# undreamt

**Repository Path**: mirrors_alvations/undreamt

## Basic Information

- **Project Name**: undreamt
- **Description**: Unsupervised Neural Machine Translation
- **Primary Language**: Unknown
- **License**: GPL-3.0
- **Default Branch**: master
- **Homepage**: None
- **GVP Project**: No

## Statistics

- **Stars**: 0
- **Forks**: 0
- **Created**: 2020-09-24
- **Last Updated**: 2026-03-15

## Categories & Tags

**Categories**: Uncategorized

**Tags**: None

## README

UNdreaMT: Unsupervised Neural Machine Translation
==============

This is an open source implementation of our unsupervised neural machine translation system, described in the following paper:

Mikel Artetxe, Gorka Labaka, Eneko Agirre, and Kyunghyun Cho. 2018. **[Unsupervised Neural Machine Translation](https://arxiv.org/pdf/1710.11041.pdf)**. In *Proceedings of the Sixth International Conference on Learning Representations (ICLR 2018)*.

If you use this software for academic research, please cite the paper in question:
```
@inproceedings{artetxe2018iclr,
  author    = {Artetxe, Mikel  and  Labaka, Gorka  and  Agirre, Eneko  and  Cho, Kyunghyun},
  title     = {Unsupervised neural machine translation},
  booktitle = {Proceedings of the Sixth International Conference on Learning Representations},
  month     = {April},
  year      = {2018}
}
```


Requirements
--------
- Python 3
- PyTorch (tested with v0.3)


Usage
--------

The following command trains an unsupervised NMT system from monolingual corpora using the exact same settings described in the paper:

```
python3 train.py --src SRC.MONO.TXT --trg TRG.MONO.TXT --src_embeddings SRC.EMB.TXT --trg_embeddings TRG.EMB.TXT --save MODEL_PREFIX --cuda
```

The data in the above command should be provided as follows:
- `SRC.MONO.TXT` and `TRG.MONO.TXT` are the source and target language monolingual corpora.
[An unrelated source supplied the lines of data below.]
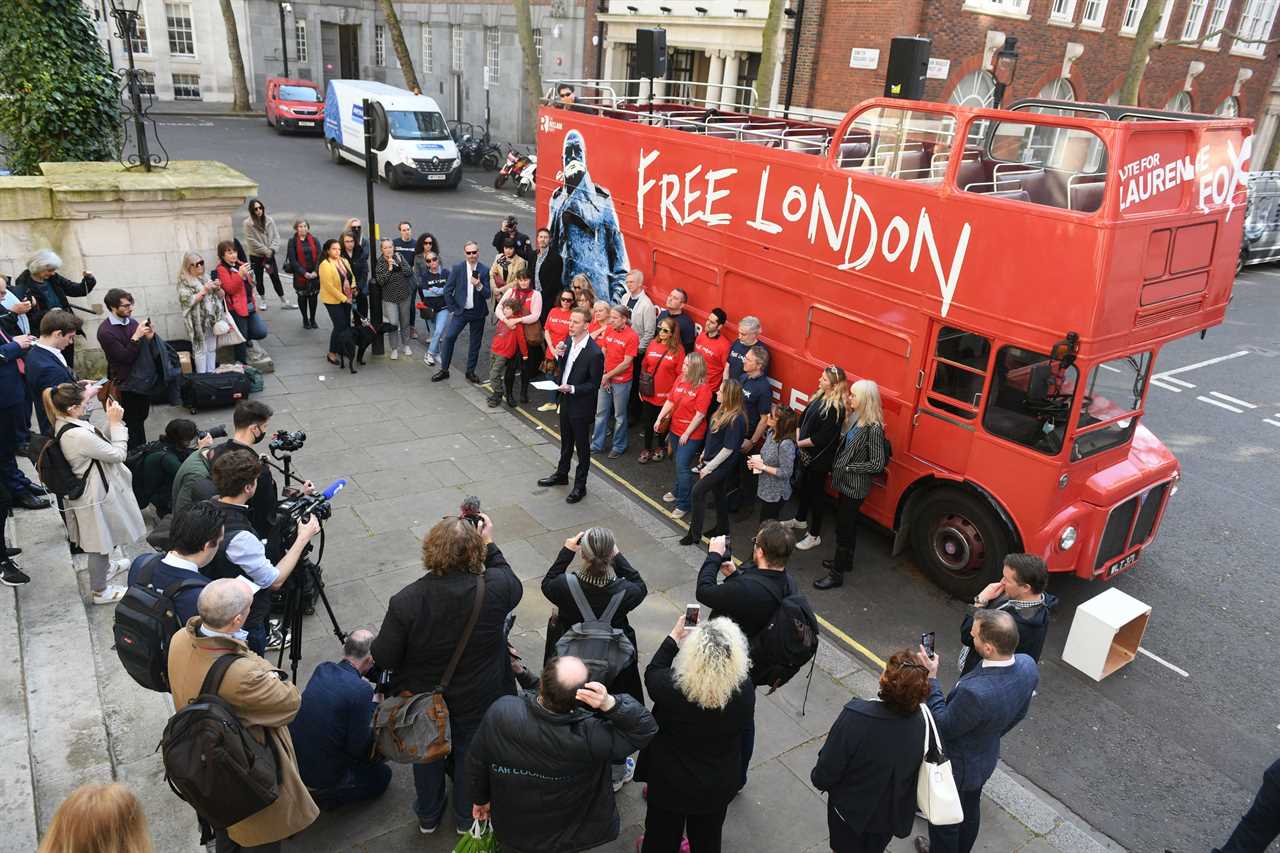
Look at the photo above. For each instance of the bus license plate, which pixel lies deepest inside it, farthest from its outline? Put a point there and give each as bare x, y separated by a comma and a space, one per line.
1120, 565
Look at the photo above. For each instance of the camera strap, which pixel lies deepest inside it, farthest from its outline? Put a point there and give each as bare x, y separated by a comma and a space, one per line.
466, 634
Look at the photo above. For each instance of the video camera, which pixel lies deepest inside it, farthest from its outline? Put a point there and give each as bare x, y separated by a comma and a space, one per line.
288, 442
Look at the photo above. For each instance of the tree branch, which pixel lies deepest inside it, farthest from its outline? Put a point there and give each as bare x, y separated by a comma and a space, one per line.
1224, 31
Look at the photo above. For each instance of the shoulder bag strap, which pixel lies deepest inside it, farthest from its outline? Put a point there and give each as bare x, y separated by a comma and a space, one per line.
466, 633
214, 678
575, 589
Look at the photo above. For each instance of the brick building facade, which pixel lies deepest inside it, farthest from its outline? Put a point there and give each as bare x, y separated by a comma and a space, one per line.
1070, 49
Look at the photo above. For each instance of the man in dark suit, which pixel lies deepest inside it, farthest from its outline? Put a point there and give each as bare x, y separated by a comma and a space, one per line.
982, 707
580, 364
46, 366
467, 300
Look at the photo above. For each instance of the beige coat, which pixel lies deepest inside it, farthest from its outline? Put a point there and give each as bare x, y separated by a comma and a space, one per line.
101, 516
265, 703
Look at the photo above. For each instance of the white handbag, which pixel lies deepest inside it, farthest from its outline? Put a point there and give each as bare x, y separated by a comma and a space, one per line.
936, 788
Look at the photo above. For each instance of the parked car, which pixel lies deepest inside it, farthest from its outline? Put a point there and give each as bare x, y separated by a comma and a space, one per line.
293, 105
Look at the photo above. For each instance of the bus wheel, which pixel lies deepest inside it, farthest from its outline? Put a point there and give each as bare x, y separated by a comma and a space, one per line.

They should both be pre-processed so atomic symbols (either tokens or BPE units) are separated by whitespaces. For that purpose, we recommend using [Moses](http://www.statmt.org/moses/) to tokenize and truecase the corpora and, optionally, [Subword-NMT](https://github.com/rsennrich/subword-nmt) if you want to use BPE.
- `SRC.EMB.TXT` and `TRG.EMB.TXT` are the source and target language cross-lingual embeddings. In order to obtain them, we recommend training monolingual embeddings in the corpora above using either [word2vec](https://github.com/tmikolov/word2vec) or [fasttext](https://github.com/facebookresearch/fastText), and then map them to a shared space using [VecMap](https://github.com/artetxem/vecmap). Please make sure to cutoff the vocabulary as desired before mapping the embeddings.
- `MODEL_PREFIX` is the prefix of the output model.

Using the above settings, training takes about 3 days in a single Titan Xp. Once training is done, you can use the resulting model for translation as follows:

```
python3 translate.py MODEL_PREFIX.final.src2trg.pth < INPUT.TXT > OUTPUT.TXT
```

For more details and additional options, run the above scripts with the `--help` flag.


FAQ
--------

###### You claim that your unsupervised NMT system is trained on monolingual corpora alone, but it also requires bilingual embeddings... Isn't that cheating?

Not really, because we also learn the bilingual embeddings from monolingual corpora alone. We use our companion tool [VecMap](https://github.com/artetxem/vecmap) for that.


###### Can I use this software to train a regular NMT system on parallel corpora?

Yes! You can use the following arguments to make UNdreaMT behave like a regular NMT system:

```
python3 train.py --src2trg SRC.PARALLEL.TXT TRG.PARALLEL.TXT --src_vocabulary SRC.VOCAB.TXT --trg_vocabulary TRG.VOCAB.TXT --embedding_size 300 --learn_encoder_embeddings --disable_denoising --save MODEL_PREFIX --cuda
```


License
-------

Copyright (C) 2018, Mikel Artetxe

Licensed under the terms of the GNU General Public License, either version 3 or (at your option) any later version. A full copy of the license can be found in LICENSE.txt.